Based on your interesting comment(s), here's a test that uses the same function but once as UDF (that executors will handle) and once as literal value (executed at runtime; not by executors).
def curr_ts():
import datetime
return datetime.datetime.now()
curr_ts_udf = func.udf(curr_ts, TimestampType())
data_sdf. \
withColumn('ts_pydttm', func.lit(datetime.datetime.now())). \
withColumn('ts_pyudf', curr_ts_udf()). \
show(10, truncate=False)
# +----+----------+----+--------------------------+--------------------------+
# |col1|dt |col3|ts_pydttm |ts_pyudf |
# +----+----------+----+--------------------------+--------------------------+
# |1 |2022-01-01|1 |2022-07-21 05:59:56.281733|2022-07-21 05:59:56.462249|
# |1 |2022-01-02|-1 |2022-07-21 05:59:56.281733|2022-07-21 05:59:56.462347|
# |1 |2022-01-03|1 |2022-07-21 05:59:56.281733|2022-07-21 05:59:56.462395|
# |1 |2022-01-04|0 |2022-07-21 05:59:56.281733|2022-07-21 05:59:56.462406|
# |1 |2022-01-05|1 |2022-07-21 05:59:56.281733|2022-07-21 05:59:56.462415|
# |1 |2022-01-06|1 |2022-07-21 05:59:56.281733|2022-07-21 05:59:56.462425|
# |1 |2022-01-07|0 |2022-07-21 05:59:56.281733|2022-07-21 05:59:56.462434|
# |1 |2022-01-08|1 |2022-07-21 05:59:56.281733|2022-07-21 05:59:56.462443|
# |1 |2022-01-09|1 |2022-07-21 05:59:56.281733|2022-07-21 05:59:56.462453|
# |1 |2022-01-10|-1 |2022-07-21 05:59:56.281733|2022-07-21 05:59:56.462462|
# +----+----------+----+--------------------------+--------------------------+
# only showing top 10 rows
# root
# |-- col1: long (nullable = true)
# |-- dt: date (nullable = true)
# |-- col3: long (nullable = true)
# |-- ts_pydttm: timestamp (nullable = false)
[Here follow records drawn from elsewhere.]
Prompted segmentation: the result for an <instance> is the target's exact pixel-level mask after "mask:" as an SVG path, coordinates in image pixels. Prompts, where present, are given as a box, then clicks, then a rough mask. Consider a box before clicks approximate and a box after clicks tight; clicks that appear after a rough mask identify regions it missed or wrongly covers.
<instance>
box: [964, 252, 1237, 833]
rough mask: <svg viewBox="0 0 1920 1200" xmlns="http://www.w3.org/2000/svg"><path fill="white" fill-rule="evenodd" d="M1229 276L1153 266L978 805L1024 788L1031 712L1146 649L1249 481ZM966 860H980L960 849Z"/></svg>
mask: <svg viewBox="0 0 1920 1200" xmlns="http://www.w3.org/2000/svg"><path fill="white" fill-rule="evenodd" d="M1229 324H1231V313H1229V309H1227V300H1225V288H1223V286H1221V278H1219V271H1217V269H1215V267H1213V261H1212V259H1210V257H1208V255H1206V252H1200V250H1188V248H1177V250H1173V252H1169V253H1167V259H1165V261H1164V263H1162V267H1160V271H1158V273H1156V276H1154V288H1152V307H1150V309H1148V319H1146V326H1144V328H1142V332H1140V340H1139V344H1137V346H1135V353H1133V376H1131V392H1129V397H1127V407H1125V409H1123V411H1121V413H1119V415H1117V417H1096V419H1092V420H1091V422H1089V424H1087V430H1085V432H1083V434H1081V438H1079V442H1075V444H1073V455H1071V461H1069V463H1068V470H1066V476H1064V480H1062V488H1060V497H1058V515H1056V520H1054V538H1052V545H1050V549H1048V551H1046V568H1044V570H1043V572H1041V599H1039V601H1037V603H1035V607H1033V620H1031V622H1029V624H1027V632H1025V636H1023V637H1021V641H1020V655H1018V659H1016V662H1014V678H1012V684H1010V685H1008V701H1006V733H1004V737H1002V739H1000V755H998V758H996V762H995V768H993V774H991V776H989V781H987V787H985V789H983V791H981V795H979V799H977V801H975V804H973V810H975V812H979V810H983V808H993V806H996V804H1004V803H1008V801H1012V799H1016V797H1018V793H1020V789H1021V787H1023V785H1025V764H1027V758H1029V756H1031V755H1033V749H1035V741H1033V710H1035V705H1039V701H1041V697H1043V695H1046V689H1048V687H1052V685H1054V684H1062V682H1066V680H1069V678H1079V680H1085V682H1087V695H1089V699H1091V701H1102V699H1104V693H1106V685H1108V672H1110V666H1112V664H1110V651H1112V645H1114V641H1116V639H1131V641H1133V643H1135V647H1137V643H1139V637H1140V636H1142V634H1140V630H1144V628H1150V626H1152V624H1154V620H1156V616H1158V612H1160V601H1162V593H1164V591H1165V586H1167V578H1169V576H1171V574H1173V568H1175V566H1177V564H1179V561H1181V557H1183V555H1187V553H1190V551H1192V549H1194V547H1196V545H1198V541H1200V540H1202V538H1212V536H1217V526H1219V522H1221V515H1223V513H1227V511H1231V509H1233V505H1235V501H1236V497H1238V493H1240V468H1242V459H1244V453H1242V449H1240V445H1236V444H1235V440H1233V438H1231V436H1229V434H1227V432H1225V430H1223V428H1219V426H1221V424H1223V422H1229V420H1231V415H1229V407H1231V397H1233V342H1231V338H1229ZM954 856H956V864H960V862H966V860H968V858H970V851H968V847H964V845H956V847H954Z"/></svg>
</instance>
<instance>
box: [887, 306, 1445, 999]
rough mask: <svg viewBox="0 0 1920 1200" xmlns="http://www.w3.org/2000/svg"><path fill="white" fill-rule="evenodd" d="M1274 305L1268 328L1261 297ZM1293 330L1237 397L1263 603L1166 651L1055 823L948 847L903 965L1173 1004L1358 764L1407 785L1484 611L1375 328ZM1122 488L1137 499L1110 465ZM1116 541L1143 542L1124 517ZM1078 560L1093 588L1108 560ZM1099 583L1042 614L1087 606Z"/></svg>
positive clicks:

# |-- ts_pyudf: timestamp (nullable = true)
Look at the values of ts_pydttm
, they're all same as the current timestamp was passed as a static (literal) value. Now, look at the values of ts_pyudf
, they're different for all records as the executors run the UDF (calls the current timestamp) for each record processing. Both of them result in a timestamp field, but are handled differently.